O Último Ministério de Cristo na Judeia e Pereia – Devocional Diário – Lição 4

Domingo: Uma Voz do Céu — João 12:27-33
Você já experimentou uma luta interior, dividido entre trilhar o caminho mais fácil ou servir a Deus? Tenha certeza de que Jesus também enfrentou a fraqueza da sua carne e fez a difícil escolha de fazer a vontade do Pai. O preço final que Jesus pagaria seria uma morte agonizante, mas Ele sabia que esse era o seu destino. Ele desviou o olhar de si mesmo para o Pai e colocou a glorificação do nome de Deus acima de tudo. Pela terceira vez registrada no ministério de Jesus, o Pai fala audivelmente do céu. A reação das pessoas mostra que elas não esperavam o Messias que morreria pelos seus pecados, mas sim aquele que as libertaria da tirania romana.

Segunda-feira: Luz do Mundo — João 12:34-50
Assim como a escuridão é a ausência de luz, a ausência do Messias vivo causaria uma profunda escuridão. Muitos que rejeitaram a “Luz” enquanto Ele estava com eles jamais confiariam nEle. O Senhor havia traçado uma linha na areia para dizer, em essência: “Recebam-Me agora, ou estarão perdidos para sempre”. O trágico é que eles temiam mais os homens do que a Deus. Tomar a decisão por Cristo era uma proposta radical e perigosa. A oferta hoje é a mesma: creia em Cristo, apesar do custo, e receba a vida eterna!

Terça-feira: Questionando a Autoridade de Jesus — Mateus 21:23-27; Marcos 11:27-33; Lucas 20:1-8.
Tentando desacreditar a autoridade de Jesus e destruir sua credibilidade, os principais sacerdotes e anciãos lhe fazem uma pergunta capciosa. Percebendo suas intenções, Jesus devolve a pergunta a eles, questionando-os sobre a autoridade de João: "Se eles admitissem que Deus havia enviado João, estariam enredados, pois não o aceitaram. Se dissessem que João só tinha poder do povo, o povo se voltaria contra eles, pois o povo o recebeu como se viesse de Deus." A verdadeira questão é que esses líderes rejeitaram a Deus — caíram na própria armadilha!

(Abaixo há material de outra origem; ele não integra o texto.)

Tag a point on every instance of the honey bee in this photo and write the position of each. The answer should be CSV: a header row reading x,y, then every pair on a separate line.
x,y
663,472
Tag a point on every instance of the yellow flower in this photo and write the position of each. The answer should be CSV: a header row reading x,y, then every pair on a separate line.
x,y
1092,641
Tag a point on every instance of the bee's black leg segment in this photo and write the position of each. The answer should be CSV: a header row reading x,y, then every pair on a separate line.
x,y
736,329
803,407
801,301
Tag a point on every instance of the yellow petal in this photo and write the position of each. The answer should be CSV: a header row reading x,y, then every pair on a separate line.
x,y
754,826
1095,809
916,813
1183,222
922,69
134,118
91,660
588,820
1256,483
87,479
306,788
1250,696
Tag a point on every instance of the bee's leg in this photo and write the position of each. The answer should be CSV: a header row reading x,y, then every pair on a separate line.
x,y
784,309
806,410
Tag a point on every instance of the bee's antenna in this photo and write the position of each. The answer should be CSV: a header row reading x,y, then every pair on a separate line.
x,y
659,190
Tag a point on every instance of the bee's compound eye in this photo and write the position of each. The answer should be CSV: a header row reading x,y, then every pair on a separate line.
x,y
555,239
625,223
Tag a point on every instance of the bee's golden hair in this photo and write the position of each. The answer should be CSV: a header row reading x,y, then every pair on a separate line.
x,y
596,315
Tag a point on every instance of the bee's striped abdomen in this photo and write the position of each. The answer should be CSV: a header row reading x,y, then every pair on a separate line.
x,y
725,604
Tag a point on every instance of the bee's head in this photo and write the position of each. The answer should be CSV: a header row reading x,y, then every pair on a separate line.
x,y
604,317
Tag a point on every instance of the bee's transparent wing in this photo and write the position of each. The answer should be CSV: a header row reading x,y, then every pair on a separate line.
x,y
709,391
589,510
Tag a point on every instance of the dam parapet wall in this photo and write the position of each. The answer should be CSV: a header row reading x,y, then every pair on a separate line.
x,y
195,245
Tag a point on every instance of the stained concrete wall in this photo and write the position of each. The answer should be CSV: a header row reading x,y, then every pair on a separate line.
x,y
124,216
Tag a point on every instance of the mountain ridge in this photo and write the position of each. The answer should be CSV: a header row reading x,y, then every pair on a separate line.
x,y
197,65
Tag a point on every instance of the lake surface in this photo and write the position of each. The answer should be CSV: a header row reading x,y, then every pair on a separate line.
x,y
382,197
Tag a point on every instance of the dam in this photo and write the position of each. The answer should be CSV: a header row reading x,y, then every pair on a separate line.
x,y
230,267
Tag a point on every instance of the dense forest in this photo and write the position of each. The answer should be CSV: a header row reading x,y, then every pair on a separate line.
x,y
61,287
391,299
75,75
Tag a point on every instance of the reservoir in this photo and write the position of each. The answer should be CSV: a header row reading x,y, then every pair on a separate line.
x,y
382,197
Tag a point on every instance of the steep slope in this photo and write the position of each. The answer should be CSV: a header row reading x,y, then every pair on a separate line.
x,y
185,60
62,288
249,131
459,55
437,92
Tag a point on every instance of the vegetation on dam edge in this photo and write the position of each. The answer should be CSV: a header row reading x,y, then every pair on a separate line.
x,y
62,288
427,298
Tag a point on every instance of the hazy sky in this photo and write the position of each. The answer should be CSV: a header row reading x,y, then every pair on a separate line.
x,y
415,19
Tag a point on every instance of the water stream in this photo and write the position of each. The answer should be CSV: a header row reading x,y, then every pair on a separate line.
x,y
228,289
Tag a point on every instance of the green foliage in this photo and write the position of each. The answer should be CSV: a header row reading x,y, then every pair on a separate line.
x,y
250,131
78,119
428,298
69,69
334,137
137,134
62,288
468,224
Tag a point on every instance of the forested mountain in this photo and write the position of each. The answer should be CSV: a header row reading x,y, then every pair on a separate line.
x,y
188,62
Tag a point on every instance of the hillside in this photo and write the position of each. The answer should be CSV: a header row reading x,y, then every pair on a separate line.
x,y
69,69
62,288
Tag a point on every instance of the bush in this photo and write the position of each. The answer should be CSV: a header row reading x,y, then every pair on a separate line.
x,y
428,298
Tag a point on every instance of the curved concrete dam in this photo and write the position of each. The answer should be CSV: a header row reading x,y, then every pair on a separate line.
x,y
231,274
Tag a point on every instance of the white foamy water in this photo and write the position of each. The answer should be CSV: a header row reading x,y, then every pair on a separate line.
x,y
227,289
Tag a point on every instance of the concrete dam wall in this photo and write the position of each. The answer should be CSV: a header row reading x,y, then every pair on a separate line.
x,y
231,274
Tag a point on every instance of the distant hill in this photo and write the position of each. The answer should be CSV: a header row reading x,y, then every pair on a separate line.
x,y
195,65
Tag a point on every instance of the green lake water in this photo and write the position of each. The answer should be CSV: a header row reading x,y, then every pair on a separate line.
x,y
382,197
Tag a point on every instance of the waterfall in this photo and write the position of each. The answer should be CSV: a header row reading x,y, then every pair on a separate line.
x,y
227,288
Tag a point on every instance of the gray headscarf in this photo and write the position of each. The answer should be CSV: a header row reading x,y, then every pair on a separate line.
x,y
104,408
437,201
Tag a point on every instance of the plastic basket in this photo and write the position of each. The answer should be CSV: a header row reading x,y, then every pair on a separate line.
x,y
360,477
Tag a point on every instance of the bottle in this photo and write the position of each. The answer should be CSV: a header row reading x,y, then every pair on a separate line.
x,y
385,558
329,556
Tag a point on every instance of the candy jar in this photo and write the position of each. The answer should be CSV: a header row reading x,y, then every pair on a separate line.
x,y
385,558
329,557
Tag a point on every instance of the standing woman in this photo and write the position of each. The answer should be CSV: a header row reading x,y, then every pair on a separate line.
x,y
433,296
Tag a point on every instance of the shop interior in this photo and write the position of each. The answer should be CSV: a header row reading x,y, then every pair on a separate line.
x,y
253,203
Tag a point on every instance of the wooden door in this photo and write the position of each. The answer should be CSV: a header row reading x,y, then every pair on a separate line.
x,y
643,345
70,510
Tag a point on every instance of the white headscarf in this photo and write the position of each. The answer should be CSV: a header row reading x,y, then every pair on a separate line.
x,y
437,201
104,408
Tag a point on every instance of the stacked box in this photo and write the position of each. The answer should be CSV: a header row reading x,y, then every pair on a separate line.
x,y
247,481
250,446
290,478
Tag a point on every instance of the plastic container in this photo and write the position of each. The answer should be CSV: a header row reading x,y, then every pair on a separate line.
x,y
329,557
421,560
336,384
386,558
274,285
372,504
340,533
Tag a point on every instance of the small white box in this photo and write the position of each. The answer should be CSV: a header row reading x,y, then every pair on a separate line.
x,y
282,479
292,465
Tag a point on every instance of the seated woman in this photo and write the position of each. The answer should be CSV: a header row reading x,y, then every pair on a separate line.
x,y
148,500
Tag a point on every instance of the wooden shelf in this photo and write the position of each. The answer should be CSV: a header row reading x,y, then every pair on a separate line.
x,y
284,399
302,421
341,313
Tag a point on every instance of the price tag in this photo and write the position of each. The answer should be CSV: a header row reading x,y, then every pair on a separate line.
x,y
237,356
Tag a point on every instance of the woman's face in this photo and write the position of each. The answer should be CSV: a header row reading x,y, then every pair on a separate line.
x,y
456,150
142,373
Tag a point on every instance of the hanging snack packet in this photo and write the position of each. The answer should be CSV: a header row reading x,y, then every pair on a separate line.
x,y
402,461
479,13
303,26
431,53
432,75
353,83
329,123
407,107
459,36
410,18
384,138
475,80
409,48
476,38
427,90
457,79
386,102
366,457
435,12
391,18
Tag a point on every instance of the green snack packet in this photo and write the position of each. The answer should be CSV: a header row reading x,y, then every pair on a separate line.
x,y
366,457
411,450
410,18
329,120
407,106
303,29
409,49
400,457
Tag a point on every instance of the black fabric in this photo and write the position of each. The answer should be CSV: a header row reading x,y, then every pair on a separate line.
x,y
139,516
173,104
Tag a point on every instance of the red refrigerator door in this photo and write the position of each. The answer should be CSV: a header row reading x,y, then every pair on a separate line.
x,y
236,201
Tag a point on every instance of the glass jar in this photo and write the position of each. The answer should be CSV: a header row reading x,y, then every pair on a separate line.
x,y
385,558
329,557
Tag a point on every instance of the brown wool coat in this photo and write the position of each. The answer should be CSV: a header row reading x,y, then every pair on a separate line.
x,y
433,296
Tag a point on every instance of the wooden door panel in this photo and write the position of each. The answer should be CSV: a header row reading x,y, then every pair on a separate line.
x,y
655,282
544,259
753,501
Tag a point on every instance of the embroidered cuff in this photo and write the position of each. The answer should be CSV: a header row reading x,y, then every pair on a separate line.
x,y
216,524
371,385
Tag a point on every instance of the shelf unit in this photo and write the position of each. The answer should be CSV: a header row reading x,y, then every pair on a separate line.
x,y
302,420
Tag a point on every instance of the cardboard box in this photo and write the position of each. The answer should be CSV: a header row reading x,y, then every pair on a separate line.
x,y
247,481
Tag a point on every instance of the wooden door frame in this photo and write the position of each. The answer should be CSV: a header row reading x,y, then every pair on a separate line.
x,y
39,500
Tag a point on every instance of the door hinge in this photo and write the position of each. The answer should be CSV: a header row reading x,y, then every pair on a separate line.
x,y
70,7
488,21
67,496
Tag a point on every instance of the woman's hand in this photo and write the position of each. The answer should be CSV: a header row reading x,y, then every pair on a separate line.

Quarta-feira: Os Dois Filhos — Mateus 21:28-32.
A vinha nesta parábola representa a Nação de Israel. Os dois filhos representam duas classes de pessoas dentro de Israel: o grupo religioso que se considerava justo e os publicanos e pecadores. A multidão religiosa rejeitou o ministério de João Batista, enquanto os não religiosos se arrependeram e foram batizados. Mas aqueles que rejeitaram os ensinamentos de João estavam, na verdade, rejeitando a Deus. De nada adianta falar, se não praticarmos o que pregamos! (Leia Tiago 2:18)

Quinta-feira: Os Lavradores Maus — Mateus 21:33-41; Marcos 12:1-12; Lucas 20:9-19
. Esta parábola é baseada em Isaías 5:1-7. Apesar da bondade de Deus para com Israel quando Ele enviou Seus servos (profetas), eles foram maltratados ou mortos. Em resposta misericordiosa, Deus enviou Seu próprio Filho para restaurá-los. Mas os lavradores agarraram o Filho e O mataram fora do acampamento, apenas para reivindicar a herança. Envolvida na história, a multidão, sem saber, julga seus líderes e a si mesma!

Sexta-feira: A Pedra Angular Principal — Mateus 21:42-46
Para aqueles que rejeitam Jesus Cristo, o Messias, Ele é uma pedra de tropeço, ou seja, rejeitá-Lo é a causa final de sua ruína. Mas para aqueles que O recebem (a Igreja), Ele é a pedra angular. Tudo no edifício é medido e alinhado com essa pedra fundamental principal.

Sábado: A Festa de Casamento — Mateus 22:1-14
O período descrito nesta parábola deve ter ocorrido após a ressurreição de Jesus, pois o Pai ainda convidava o povo de Israel para a Festa, apesar do que haviam feito ao Seu Filho. Mais uma vez, eles rejeitaram o Seu convite, selando assim a sua condenação. O Pai então se voltou para outros, abrindo a celebração a “qualquer um” ​​que quisesse vir. O contexto histórico desta história identifica os servos como crentes que ministravam na igreja primitiva.